As the days passed and the years accumulated, I still allowed myself that luxury of listening. I let the love songs tell their story and I found comfort in the verses. They told tales of longing I no longer knew, yearnings of young love and wishes of hearts wanting desperately to be loved. Something about those melodies was familiar and comforting to me. Fairytales is what they were. And everyone knows fairytales aren't real.

And then there was THAT day. The day where in a moment, it all changed.

I felt a pain that had never been told of in a love song.

Fairlytales didn't belong in this world anymore. Lost love would have been a relief.

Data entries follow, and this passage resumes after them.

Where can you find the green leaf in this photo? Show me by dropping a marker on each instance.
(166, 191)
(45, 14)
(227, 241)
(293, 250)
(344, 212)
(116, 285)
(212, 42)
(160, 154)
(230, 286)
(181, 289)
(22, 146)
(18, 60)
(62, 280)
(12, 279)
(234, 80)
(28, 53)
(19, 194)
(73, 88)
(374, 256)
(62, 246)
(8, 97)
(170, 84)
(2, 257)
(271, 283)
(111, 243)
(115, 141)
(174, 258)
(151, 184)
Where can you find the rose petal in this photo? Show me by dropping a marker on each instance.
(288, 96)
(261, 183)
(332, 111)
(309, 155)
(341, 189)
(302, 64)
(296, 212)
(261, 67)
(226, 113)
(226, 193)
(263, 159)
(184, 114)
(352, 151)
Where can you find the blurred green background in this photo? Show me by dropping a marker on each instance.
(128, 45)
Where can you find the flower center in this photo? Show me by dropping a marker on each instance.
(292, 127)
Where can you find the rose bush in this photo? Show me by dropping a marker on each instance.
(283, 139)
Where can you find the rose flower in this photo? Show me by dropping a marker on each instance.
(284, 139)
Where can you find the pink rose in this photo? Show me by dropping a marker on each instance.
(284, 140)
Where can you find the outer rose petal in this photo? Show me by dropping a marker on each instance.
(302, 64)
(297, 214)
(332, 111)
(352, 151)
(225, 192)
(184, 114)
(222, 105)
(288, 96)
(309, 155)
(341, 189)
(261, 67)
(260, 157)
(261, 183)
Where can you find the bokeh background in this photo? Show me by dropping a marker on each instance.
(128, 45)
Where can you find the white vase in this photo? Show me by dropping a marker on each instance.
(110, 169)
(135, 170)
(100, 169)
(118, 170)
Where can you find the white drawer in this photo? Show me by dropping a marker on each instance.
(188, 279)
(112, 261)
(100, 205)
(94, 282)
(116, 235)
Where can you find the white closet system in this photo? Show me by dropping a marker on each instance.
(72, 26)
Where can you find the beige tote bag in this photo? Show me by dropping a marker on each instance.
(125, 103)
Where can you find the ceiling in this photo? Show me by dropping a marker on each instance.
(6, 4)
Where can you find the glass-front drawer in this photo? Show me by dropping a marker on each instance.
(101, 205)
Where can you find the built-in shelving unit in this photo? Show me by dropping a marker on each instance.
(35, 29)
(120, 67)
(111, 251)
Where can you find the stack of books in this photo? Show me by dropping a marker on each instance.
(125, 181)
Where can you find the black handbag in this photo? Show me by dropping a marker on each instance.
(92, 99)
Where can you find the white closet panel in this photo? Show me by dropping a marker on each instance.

A broken heart over a non-committal suitor hardly seemed worth the effort. Was it ever?

Sitting alone at night in those first, long, lonely, dark nights after losing Caleb, I searched for comfort in music. The old standards didn't bring it. They could never speak to the loss of a child, the love a parent knows, the consuming pain of a parent who has just witnessed the birth and death of their dreams, of their tiny, lifeless, baby.

And then I started listening to lullabies. They were written for babies. They spoke to babies. They wished for babies. They longed for babies to have full lives, to know joy, to find comfort in their mother's arms, to play hard and sleep deep. To put their tiny hand into their father's larger one and walk together, to laugh at the sun and clouds, to dream of life and all it's possibilities, to imagine tales of dragons and growing old, to always know they are wanted and most of all... loved. Lullabies don't know the difference between a child born alive and a baby born dead. They sing the song of the heart of a parent, a parent who knows and wants these things long before their child is born, long before the world has defined them as 'real' or not. The lullabies may not have known my pain but they did know my yearning, my aching to tell my son these things, to have the chance to wish for him all the things he should have had.

And so it came to be that I would sit at night, again with a drink in hand, now always with good wine, although it could have been in a box and it wouldn't have tasted any different to my soured senses and how many bottles of good liquor were spent isn't a guess I'd like to venture....and I would listen to lullabies. I would let my heart bleed and my eyes drain until there seemed to be nothing left to release or sometimes just until the last ice cube had been resoundingly smashed between my teeth and the empty glass tucked away for another night. But those songs, oh those songs. Somehow those songs written to sooth and comfort did exactly that. And I remembered then, a cold winter day, years ago, standing abreast of my best friend from high schools graveside, huddled close to other friends as we sang "Puff the Magic Dragon" at his mother's request. And I understood now, so much more than I did then, why she wanted us to do that for him, for her, absolutely for her.

So many years later as I sat and listened and planned a funeral for my son, a funeral that we never had, (another post, maybe) all of the music I envisioned for him, for me, all of it, lullabies. Love songs have nothing on lullabies. They brought me comfort as I sat and felt my heart break wide open. Just as I imagine the chorus of young adults voices breaking over a cold and barren hillside on an early December morning brought comfort to my friends mom so many years ago.

I still listen to lovesongs. I think mostly they are silly. I often argue with them. If you love her/him, tell him. If they don't love you back, get on with it. Just get on with it.

I still listen to lullabies. They always make me cry. I often try to sing along, but can't. If you love your baby, you can't tell them enough. And they always love you back, if they get the chance. If they don't, you don't, get that chance, you have to learn, so gingerly, so painstakingly, how to get on with it. Just get on with it.

Caleb is my unfinished lullabye...I hear his song in my head but the lyrics are quiet.

And still, the other music will play on...the lovesongs and the lullabies. Always the lullabies.